The pace of construction activity is slowly picking up here, but it is far from business as usual.
Firms continue to grapple with new Covid-19 infections and labour challenges as well as strains on costs, cash flow and profits.
The knock-on effect has been a three-to six-month delay in construction timelines.
The sector is expected to contract 23 per cent this year from last year, according to official forecasts in September, down from the June estimate of an 11.4 per cent decline.
The Government has pumped in significant financial support.
Around 1,500 construction firms have tapped these relief measures but these are temporary, so companies need to review and revise business models to be sustainable in the long term.
RAMP UP USE OF TECHNOLOGY
Companies are looking to technology to help comply with safe distancing rules.
Three in five small businesses here, including those in construction, plan to invest in such technology, noted a study by United Overseas Bank (UOB), Dun & Bradstreet and Accenture.
One initiative is the Building and Construction Authority's (BCA) Integrated Digital Delivery (IDD) implementation plan.
Tiong Aik Construction, a longstanding UOB client, has used IDD to integrate and oversee its entire project delivery process digitally - from design to off-site fabrication, on-site assembly, operations and building maintenance schedules.
This has enabled project teams to work from different locations as they can exchange information on the same secure digital platform. It has reduced the amount of manpower at worksites and ensured that safe distancing rules are met.
Productivity has also improved as a result of going digital, with more employees now able to do other higher-value work rather than manual, mundane tasks.
STRENGTHEN SUPPLY CHAINS
The pandemic has also cast a spotlight on the resilience of supply chains.
Many construction firms found their supply chains disrupted as a result of China's lockdown measures earlier in the year. These disruptions, coupled with price volatility, have made it difficult for companies to manage projects.
While prices have started to stabilise after China eased its lockdown, uncertainty remains over the possibility of new waves of Covid-19 infections globally and the impact on supply chains.
As such, companies need to plan for the possibility of future disruptions and look beyond their usual suppliers to enhance supply chain resilience.
Smaller construction firms, in particular, must tackle this problem with greater urgency as they are more susceptible to disruption.
One way to achieve this is by tapping the support of partners - including banks, government bodies and industry associations - to forge new partnerships.
These organisations can also help firms understand local regulations and business practices, as well as iron out potential issues upfront.
In addition, with the help of their banking partner, construction companies can better overcome concerns such as the lack of trust when dealing with a new supplier.
One way is through trade financing solutions that enable the buyer to make payment only upon the receipt of goods.
UOB has also stepped up its support for construction companies by providing value chain financing. By connecting various parties involved in a project - from contractors to project managers - the bank creates an ecosystem where it can draw insights on the collaboration and track record of participants to assess each firm's financing needs and eligibility holistically.

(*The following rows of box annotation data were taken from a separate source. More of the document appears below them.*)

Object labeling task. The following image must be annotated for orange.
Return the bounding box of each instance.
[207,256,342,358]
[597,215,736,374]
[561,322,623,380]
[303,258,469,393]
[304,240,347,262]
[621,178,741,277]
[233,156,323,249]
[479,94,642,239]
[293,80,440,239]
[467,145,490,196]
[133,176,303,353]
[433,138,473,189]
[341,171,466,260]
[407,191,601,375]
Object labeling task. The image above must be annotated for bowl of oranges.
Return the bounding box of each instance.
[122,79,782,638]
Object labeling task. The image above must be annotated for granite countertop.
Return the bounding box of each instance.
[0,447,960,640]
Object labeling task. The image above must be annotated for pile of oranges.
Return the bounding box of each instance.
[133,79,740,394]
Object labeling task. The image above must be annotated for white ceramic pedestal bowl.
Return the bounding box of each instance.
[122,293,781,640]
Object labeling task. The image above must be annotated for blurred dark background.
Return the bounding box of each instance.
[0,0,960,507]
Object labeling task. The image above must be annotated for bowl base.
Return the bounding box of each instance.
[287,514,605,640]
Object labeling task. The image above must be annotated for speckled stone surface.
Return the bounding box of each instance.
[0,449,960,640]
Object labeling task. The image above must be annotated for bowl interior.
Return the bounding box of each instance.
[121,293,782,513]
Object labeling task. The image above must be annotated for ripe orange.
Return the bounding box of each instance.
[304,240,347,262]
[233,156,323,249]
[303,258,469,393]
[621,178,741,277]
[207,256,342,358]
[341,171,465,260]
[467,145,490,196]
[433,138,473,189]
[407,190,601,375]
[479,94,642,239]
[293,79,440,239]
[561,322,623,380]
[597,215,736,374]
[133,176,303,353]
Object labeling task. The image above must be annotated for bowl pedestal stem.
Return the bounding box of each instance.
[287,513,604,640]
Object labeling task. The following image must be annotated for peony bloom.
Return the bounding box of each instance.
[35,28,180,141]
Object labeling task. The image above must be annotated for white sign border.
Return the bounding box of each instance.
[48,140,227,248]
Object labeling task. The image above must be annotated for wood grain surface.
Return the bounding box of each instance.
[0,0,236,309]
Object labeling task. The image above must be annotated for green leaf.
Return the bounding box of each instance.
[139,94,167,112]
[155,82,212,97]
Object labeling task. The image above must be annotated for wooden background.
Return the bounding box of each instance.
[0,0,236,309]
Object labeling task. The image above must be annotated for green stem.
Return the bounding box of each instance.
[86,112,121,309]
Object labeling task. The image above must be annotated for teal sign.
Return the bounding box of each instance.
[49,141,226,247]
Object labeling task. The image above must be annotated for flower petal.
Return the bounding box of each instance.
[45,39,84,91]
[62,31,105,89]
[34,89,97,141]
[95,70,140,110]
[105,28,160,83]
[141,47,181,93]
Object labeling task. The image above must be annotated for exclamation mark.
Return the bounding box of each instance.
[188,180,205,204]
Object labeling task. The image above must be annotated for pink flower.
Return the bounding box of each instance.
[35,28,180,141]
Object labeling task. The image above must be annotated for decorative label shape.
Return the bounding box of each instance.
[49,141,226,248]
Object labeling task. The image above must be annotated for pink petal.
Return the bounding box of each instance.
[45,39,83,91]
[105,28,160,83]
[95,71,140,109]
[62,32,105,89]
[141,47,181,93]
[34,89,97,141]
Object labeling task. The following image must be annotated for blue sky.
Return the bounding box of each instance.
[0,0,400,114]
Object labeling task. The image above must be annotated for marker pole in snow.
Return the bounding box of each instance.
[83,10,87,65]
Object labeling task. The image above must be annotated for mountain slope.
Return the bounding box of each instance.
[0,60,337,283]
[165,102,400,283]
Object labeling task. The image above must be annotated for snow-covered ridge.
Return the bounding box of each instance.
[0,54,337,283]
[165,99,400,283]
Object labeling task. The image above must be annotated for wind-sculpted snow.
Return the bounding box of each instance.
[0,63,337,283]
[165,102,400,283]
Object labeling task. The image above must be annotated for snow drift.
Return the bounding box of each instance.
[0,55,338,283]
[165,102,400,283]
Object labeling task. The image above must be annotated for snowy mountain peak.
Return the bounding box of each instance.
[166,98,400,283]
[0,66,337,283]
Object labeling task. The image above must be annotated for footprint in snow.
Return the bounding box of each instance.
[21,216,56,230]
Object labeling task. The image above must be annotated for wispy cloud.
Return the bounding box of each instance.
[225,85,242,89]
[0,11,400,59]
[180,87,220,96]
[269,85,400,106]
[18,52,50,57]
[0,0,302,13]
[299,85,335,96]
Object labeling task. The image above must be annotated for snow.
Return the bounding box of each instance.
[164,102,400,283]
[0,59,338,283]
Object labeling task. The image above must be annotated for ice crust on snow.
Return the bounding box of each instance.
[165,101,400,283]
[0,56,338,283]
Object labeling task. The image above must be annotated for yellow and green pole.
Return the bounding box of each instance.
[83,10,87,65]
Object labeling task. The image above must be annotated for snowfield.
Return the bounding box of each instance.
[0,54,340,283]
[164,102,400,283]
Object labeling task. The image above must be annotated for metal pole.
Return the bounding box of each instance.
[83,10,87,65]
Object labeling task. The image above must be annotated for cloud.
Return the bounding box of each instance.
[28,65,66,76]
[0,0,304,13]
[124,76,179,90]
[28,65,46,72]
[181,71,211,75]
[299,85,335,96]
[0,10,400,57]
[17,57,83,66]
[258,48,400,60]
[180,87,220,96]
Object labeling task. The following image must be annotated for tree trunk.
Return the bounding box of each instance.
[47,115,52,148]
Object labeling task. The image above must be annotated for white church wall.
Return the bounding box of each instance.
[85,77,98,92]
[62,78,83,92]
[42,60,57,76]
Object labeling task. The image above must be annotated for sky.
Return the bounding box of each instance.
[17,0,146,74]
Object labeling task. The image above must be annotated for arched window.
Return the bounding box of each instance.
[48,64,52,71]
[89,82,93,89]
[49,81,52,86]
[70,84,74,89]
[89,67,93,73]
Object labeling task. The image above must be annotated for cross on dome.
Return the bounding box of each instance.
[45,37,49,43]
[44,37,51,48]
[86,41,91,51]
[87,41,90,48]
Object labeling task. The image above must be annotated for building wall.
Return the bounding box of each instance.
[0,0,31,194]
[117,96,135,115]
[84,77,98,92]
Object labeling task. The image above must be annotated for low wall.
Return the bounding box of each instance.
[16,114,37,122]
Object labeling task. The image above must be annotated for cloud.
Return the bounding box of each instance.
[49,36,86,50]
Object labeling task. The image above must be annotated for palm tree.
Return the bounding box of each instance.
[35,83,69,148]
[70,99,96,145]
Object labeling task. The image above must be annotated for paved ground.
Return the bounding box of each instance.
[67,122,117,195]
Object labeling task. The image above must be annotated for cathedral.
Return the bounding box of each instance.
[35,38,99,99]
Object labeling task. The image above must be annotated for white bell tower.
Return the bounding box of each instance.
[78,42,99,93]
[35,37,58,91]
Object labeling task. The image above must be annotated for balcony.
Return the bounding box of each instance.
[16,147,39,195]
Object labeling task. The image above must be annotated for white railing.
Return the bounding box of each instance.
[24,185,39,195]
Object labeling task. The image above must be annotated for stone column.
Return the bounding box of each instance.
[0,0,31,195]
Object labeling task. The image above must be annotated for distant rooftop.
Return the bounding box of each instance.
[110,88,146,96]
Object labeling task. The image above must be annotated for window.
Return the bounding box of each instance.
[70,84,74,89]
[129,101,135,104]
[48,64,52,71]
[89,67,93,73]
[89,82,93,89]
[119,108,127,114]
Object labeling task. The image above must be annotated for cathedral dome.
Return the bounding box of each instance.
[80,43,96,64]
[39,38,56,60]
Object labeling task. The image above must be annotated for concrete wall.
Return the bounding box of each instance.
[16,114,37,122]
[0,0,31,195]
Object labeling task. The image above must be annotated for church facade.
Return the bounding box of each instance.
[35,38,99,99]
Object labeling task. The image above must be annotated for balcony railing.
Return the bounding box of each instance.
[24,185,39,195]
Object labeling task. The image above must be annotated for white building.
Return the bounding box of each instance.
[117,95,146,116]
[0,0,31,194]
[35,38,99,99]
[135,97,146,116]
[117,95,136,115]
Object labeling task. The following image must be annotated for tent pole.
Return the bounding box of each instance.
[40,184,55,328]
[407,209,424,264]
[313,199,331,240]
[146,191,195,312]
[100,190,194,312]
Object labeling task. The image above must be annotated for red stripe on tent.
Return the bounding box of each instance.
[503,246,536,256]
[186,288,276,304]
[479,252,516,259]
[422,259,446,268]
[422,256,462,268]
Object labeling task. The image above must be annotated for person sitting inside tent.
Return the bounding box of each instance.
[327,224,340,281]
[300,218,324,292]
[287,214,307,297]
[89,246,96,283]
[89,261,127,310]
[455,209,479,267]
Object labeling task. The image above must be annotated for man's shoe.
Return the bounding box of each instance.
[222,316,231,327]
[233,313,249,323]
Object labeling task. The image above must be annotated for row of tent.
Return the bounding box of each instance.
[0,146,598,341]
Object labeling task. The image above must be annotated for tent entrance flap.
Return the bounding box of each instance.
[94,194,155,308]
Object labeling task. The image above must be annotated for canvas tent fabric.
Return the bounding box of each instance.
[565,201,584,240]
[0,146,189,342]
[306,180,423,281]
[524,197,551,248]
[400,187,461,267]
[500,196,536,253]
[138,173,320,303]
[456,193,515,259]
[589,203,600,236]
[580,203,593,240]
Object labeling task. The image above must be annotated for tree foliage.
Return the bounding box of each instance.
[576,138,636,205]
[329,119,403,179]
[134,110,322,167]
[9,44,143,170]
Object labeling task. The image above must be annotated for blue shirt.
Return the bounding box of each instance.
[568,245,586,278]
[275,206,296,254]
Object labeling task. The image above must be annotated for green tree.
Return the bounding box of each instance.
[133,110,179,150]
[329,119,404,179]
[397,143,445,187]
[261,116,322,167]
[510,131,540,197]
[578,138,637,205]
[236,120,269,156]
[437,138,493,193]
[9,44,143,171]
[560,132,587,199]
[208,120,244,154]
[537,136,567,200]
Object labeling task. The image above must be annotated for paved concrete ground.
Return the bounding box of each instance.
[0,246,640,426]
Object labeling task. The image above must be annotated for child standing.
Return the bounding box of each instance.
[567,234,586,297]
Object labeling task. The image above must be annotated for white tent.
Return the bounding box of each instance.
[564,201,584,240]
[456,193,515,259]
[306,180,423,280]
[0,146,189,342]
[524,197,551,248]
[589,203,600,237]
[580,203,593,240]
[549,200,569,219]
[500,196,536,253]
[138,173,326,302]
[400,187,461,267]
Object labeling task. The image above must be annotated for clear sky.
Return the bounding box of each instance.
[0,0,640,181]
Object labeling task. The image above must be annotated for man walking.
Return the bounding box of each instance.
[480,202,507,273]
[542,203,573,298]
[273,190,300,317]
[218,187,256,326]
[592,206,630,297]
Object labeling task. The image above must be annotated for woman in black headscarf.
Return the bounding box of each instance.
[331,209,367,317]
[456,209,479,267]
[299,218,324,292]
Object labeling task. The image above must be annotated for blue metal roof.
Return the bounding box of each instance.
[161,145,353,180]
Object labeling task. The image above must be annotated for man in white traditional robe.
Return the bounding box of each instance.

Value chain financing can be used to extend credit to those who may have been ineligible for bank loans previously, thereby allowing more players to complete projects in a timely manner.
UOB recorded a twofold increase in the number of construction firms securing loans under value chain financing in the first six months of the year compared with the end of last year.
DEVELOP EXPERTISE IN SUSTAINABILITY
The impact of the pandemic on the broader economy will also likely affect the future of building and construction as healthcare and manufacturing projects are expected to increase in the near term.
Demand for tourism, hospitality, retail and entertainment-related projects will continue to stall. The Government announced, for example, that building the fifth terminal at Changi Airport will be paused for at least two years, given the uncertainties in the tourism industry.
An area where demand is expected to remain strong is in the construction of green buildings. For example, the BCA is reviewing rules on air-conditioning and mechanical ventilation based on lessons learnt from Covid-19.
The Singapore Green Building Council noted that traditional air-conditioning systems in most commercial buildings circulate up to 90 per cent of indoor air, which keeps pathogens within the premises for a long time.
It is now likely that more buildings, whether newly designed or upgraded, will incorporate green features, which help reduce the transmission of viruses and have lower carbon footprints.
This is in line with the BCA's target of having at least 80 per cent of buildings certified with its Green Mark by 2030.
It also launched the Super Low Energy (SLE) Building Programme in 2018 to encourage firms to exceed existing Green Mark Platinum standards and to drive innovations in design and material science.
The SLE Programme encourages companies to develop buildings with best-in-class technologies to achieve a minimum of 60 per cent energy efficiency improvement over 2005 levels.
Given the commitment to environmental sustainability from the Government and the industry, it will be essential for construction firms to build up their sustainability offerings to capture growth opportunities in this area.
While it is difficult to predict how the world will operate when Covid-19 is defeated, the trends of digitalisation and environmental sustainability in construction will remain as the new normal.
Those that can adapt their business models stand the best chance for a stronger future.
• The writer is the head of construction and infrastructure of the sector solutions group at UOB.